Stosownie do przepisu art. 135 ust 1 u.p.o.ś. obszar ograniczonego użytkowania tworzy się dla oczyszczalni ścieków, składowiska odpadów komunalnych, kompostowni, trasy komunikacyjnej, lotniska, linii i stacji elektroenergetycznej oraz instalacji radiokomunikacyjnej, radionawigacyjnej i radiolokacyjnej, jeżeli z przeglądu ekologicznego albo z oceny oddziaływania przedsięwzięcia na środowisko wymaganej przepisami ustawy z dnia 3 października 2008 r. o udostępnianiu informacji o środowisku i jego ochronie, udziale społeczeństwa w ochronie środowiska oraz o ocenach oddziaływania na środowisko, albo z analizy porealizacyjnej wynika, że mimo zastosowania dostępnych rozwiązań technicznych, technologicznych i organizacyjnych nic mogą być dotrzymane standardy jakości środowiska poza terenem zakładu lub innego obiektu.
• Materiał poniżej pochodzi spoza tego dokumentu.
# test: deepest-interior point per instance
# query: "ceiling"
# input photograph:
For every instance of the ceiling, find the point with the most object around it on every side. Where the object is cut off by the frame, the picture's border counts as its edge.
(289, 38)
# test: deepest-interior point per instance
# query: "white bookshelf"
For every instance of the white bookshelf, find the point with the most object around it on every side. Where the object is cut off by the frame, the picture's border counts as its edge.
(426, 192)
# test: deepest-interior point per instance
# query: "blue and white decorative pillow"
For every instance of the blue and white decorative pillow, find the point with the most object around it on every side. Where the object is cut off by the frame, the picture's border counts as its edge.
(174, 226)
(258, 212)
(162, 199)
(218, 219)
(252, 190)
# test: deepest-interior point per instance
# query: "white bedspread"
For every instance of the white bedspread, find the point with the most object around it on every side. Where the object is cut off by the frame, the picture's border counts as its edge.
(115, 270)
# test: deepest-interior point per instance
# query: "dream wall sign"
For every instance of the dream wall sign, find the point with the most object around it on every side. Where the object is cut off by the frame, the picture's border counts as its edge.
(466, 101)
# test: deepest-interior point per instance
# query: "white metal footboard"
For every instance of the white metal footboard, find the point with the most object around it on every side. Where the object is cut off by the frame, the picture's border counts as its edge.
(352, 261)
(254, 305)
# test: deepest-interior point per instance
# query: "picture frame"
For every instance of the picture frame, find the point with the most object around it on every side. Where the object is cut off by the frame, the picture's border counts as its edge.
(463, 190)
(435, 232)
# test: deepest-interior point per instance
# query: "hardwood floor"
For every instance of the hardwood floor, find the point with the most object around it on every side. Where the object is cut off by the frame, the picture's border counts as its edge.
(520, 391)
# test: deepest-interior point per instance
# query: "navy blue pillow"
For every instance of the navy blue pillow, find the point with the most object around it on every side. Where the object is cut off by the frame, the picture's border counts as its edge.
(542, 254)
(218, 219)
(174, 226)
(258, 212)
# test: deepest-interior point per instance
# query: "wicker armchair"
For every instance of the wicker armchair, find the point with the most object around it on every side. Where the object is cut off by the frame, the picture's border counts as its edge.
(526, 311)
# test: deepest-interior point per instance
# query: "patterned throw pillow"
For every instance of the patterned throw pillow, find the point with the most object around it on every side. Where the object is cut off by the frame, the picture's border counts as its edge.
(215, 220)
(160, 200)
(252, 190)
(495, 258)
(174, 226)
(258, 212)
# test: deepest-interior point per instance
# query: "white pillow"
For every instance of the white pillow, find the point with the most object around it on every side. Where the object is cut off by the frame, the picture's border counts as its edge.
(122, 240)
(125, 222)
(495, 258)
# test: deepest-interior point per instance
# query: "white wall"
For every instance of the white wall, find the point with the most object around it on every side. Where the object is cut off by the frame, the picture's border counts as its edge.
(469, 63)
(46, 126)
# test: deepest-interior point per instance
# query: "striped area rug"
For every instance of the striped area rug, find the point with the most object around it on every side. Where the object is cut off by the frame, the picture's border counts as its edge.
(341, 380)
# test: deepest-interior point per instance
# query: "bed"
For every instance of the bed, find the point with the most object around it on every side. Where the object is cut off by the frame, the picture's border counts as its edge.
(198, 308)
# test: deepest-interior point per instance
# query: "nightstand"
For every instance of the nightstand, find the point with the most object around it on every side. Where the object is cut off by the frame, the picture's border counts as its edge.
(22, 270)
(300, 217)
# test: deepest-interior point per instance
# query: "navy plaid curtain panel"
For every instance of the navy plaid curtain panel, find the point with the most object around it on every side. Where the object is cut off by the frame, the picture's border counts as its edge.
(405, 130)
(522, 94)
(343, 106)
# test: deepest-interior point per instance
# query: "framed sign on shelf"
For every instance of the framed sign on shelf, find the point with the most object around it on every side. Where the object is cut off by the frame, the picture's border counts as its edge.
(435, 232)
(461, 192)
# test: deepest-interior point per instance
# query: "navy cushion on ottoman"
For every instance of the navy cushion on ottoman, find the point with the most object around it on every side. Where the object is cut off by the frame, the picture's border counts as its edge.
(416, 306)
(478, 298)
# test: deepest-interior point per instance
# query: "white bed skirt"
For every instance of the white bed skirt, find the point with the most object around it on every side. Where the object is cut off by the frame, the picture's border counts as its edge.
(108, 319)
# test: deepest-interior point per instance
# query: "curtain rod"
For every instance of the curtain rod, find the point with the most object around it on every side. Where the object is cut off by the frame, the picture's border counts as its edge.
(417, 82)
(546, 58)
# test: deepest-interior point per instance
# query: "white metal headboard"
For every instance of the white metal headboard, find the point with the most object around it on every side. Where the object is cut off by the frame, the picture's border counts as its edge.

Obszar ograniczonego użytkowania dla przedsięwzięcia mogącego znacząco oddziaływać na środowisko tworzy sejmik województwa, w drodze uchwały - art. 135 ust. 2 u.p.o.ś. Zgodnie z treścią art. 135 ust. 3a u.p.o.ś. tworząc obszar ograniczonego użytkowania, określa się granice obszaru, ograniczenia w zakresie przeznaczenia terenu, wymagania techniczne budynków oraz sposób korzystania z terenów wynikające z postępowania w sprawie oceny oddziaływania na środowisko lub analizy porealizacyjnej albo przeglądu ekologicznego.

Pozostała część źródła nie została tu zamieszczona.